# Losing connection



## Bigg (Oct 31, 2003)

My minis keep losing their connection. It seems like every day now two of the three don't have a connection when I go to watch TV, and I have to wait for them to reboot- then it's fine. Now my third one just lost it in the middle of watching a show.

I'm hoping that it's just that the mini's have new software and the XL4 doesn't yet (as of a day or two ago), but what else could be causing this? It wasn't happening up until recently...

Would adding MoCA filters help at all? I'm currently totally unfiltered.


----------



## wizardman13 (Feb 26, 2013)

Bigg said:


> My minis keep losing their connection. It seems like every day now two of the three don't have a connection when I go to watch TV, and I have to wait for them to reboot- then it's fine. Now my third one just lost it in the middle of watching a show.
> 
> I'm hoping that it's just that the mini's have new software and the XL4 doesn't yet (as of a day or two ago), but what else could be causing this? It wasn't happening up until recently...
> 
> Would adding MoCA filters help at all? I'm currently totally unfiltered.


Same problem here and same setup (Almost, I only have two Minis). I was actually just looking at old post to see if anyone else is having this problem. My problem started around the end of September, start of October and it's killing me. I tried to talk to Tivo and I wasn't getting anywhere. I've had no problems for over 6 months and now this.


----------



## lgnad (Feb 14, 2013)

It definitely could be the mix of software versions for both of you guys.

A moca poe filter could help... you might be getting interference from outside the house. Only one is needed.

With a filter installed, you should get a cleaner signal and theoretically more bandwidth.

Have you checked your 'network status' and looked at your Moca speeds, bad packets, packets with errors, tx and rx power, etc?


----------



## Bigg (Oct 31, 2003)

lgnad said:


> It definitely could be the mix of software versions for both of you guys.
> 
> A moca poe filter could help... you might be getting interference from outside the house. Only one is needed.
> 
> ...


I haven't looked at the network stats. I'm hoping it will clear up when I get the new software on the XL4, if that doesn't work, I guess I'll get a filter or two (I could also block off the whole line to the cable modem in case there's interference or something there).


----------



## Coffee (Feb 15, 2013)

MoCA networking issues generally stem from bad coaxial wiring, splitters that aren't rated for up to 2000Khz, and/or other frequencies (from other devices) that are interfering with MoCA communication. 
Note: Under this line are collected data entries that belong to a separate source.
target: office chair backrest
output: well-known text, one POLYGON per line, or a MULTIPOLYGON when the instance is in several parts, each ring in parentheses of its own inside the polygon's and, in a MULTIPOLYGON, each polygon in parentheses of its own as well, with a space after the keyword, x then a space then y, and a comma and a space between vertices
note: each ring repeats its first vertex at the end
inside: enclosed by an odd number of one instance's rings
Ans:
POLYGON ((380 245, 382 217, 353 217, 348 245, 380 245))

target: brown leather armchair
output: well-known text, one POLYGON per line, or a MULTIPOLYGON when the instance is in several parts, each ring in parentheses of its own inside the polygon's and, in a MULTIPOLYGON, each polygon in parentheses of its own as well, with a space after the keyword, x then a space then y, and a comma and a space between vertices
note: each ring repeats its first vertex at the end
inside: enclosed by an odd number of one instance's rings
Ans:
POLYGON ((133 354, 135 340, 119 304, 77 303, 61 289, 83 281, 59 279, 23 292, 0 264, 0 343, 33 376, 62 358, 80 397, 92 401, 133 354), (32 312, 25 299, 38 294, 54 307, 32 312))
Of course, a device can be bad, but until eliminating the above, you can waste a lot of time blaming electronics and replacing them out of frustration. MoCA works flawlessly much more frequently than a wireless connection and works much more effectively, but since it's something that people are more unfamiliar with, it can be more difficult to troubleshoot when there is a problem. 

Basically, think of it as when you were a kid and you talked to another kid through a styrofoam cup, attached to a string, attached to another styrofoam cup. Coaxial cabling is the string. MoCA devices are the cups. If you physically pinch the string, you can notice that the effectiveness of the communication decreases. Alternatively, if you tied the string to something else that makes noise, you would notice that communication will suddenly become difficult. You can imagine a lot of ways to interfere with that signal as well.


----------



## Bigg (Oct 31, 2003)

It's working now. I'll just keep my fingers crossed. I know how MoCA works, basically, it's just got some peculiarities that aren't well known, like how to troubleshoot it. It may have also been a software issue with the TiVos, and nothing to do with the network they were running on...


----------



## vurbano (Apr 20, 2004)

Seems like one of my minis will lose connection to the roamio about once a month and it takes a lot of rebooting, trouble shooting, swapping them around to rule out cable problems, etc. it's a giant pain in the a$$ and inexcusable IMO. What I also hate is the flimsy power connection to the mini. Not secure at all. What possible excuse could there be for this?


----------